Interview | Nina Queer - "Wir leben nicht in einer apokalyptischen Science-Fiction-Serie von Netflix"

So 17.05.20 | 12:23 Uhr
Nina Queer (Quelle: privat)
Bild: privat

Berlin und Brandenburg lockern die Corona-Auflagen. Für Clubs und Bars liegt eine Rückkehr zum Normalbetrieb jedoch in weiter Ferne. Das hat dramatische Auswirkungen für die LGBTI-Szene, wie Nina Queer im Interview erklärt.

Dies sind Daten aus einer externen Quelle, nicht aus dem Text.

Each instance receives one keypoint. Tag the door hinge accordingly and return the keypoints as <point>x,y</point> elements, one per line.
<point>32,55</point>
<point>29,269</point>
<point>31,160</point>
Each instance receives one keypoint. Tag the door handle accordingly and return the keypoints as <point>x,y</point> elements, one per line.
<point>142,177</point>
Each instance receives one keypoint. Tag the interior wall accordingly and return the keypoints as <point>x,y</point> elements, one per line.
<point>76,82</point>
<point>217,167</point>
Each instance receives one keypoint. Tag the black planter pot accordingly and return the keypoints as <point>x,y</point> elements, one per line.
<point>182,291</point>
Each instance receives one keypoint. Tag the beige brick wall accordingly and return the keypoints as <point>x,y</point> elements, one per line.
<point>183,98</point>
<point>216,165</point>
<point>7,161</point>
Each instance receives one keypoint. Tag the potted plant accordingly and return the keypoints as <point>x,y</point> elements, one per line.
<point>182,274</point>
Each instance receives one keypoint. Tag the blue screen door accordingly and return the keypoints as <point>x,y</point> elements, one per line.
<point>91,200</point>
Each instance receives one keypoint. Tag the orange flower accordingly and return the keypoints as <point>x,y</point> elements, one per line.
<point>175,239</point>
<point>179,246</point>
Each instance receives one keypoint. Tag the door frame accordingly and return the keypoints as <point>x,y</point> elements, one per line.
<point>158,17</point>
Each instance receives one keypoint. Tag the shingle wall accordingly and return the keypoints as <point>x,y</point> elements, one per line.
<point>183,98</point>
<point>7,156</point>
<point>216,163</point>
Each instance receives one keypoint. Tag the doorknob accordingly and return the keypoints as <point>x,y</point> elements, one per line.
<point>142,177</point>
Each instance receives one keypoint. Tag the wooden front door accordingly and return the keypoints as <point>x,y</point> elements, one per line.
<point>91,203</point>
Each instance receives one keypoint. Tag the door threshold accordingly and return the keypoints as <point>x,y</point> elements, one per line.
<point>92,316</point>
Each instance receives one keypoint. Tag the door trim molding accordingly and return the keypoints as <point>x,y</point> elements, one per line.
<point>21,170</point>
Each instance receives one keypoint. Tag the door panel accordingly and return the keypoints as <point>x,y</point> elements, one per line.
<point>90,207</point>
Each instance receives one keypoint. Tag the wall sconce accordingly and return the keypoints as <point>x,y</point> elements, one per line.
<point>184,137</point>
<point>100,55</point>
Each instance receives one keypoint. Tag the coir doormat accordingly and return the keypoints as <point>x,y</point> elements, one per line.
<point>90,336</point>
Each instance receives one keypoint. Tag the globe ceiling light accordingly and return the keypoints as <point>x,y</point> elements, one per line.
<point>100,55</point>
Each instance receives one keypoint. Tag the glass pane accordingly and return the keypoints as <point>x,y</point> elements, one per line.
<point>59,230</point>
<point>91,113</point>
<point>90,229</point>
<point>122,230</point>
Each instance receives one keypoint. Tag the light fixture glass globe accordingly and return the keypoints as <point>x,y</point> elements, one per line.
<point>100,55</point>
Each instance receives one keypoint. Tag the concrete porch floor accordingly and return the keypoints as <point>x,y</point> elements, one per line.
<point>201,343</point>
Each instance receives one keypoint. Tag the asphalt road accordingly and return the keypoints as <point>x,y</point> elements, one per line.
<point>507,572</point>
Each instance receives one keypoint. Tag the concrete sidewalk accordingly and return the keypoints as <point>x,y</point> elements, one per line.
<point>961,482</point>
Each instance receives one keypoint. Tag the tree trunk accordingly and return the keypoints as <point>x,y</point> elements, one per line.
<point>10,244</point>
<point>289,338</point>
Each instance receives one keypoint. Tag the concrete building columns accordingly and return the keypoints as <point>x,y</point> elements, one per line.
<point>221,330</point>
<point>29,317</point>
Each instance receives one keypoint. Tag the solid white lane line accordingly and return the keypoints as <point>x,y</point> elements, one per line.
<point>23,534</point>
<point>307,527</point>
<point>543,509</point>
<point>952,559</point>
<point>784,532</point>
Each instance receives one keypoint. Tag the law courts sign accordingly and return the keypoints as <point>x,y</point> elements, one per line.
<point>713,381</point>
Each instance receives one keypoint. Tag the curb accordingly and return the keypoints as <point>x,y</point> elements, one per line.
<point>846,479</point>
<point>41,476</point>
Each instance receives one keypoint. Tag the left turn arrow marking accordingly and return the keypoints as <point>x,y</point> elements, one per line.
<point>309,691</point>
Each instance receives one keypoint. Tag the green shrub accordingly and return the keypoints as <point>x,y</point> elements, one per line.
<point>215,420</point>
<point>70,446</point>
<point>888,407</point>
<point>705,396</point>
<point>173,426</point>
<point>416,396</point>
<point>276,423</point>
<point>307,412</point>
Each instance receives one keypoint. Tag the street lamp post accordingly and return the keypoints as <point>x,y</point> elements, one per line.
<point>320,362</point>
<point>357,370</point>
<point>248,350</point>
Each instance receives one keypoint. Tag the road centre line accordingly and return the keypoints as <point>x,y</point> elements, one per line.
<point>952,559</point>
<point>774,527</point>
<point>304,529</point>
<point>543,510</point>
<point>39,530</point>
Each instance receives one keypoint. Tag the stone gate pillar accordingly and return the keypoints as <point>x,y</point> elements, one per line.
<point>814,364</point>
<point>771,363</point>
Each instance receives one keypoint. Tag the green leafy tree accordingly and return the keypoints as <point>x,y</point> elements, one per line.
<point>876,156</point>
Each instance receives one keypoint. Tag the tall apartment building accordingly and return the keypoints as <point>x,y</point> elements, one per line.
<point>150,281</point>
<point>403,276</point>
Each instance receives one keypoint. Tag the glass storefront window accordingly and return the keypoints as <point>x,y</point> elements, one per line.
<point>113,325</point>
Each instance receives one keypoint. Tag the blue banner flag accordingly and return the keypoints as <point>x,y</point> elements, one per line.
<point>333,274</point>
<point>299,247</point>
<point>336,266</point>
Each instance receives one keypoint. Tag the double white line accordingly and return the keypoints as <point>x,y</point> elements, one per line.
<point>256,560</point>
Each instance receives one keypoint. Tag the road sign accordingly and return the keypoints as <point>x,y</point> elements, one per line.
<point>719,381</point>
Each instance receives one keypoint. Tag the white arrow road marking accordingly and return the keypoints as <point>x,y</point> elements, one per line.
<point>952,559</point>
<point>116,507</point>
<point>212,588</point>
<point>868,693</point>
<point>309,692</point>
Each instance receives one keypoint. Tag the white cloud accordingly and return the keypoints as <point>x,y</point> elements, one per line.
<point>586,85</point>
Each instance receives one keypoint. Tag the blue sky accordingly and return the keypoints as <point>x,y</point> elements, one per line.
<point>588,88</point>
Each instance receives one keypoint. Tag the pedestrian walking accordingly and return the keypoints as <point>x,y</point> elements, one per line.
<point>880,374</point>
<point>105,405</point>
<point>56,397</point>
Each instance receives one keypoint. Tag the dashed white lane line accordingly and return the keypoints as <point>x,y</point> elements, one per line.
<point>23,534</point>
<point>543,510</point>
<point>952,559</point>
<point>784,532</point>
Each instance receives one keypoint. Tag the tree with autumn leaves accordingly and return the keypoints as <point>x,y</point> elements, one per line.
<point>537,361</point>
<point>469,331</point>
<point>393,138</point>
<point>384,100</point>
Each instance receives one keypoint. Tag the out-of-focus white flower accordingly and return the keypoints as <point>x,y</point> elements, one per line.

Drag-Queen Nina Queer (nach eigenen Angaben 35) ist eine der bekanntesten Partyveranstalterinnen Berlins. Seit fast 20 Jahren feiert sie einmal im Monat die "Irrenhouse"-Party – für Männer, die Männer lieben. Queer ist eine Galionsfigur der schwulen Partyszene, der zurzeit sämtliche Bühnen fehlen.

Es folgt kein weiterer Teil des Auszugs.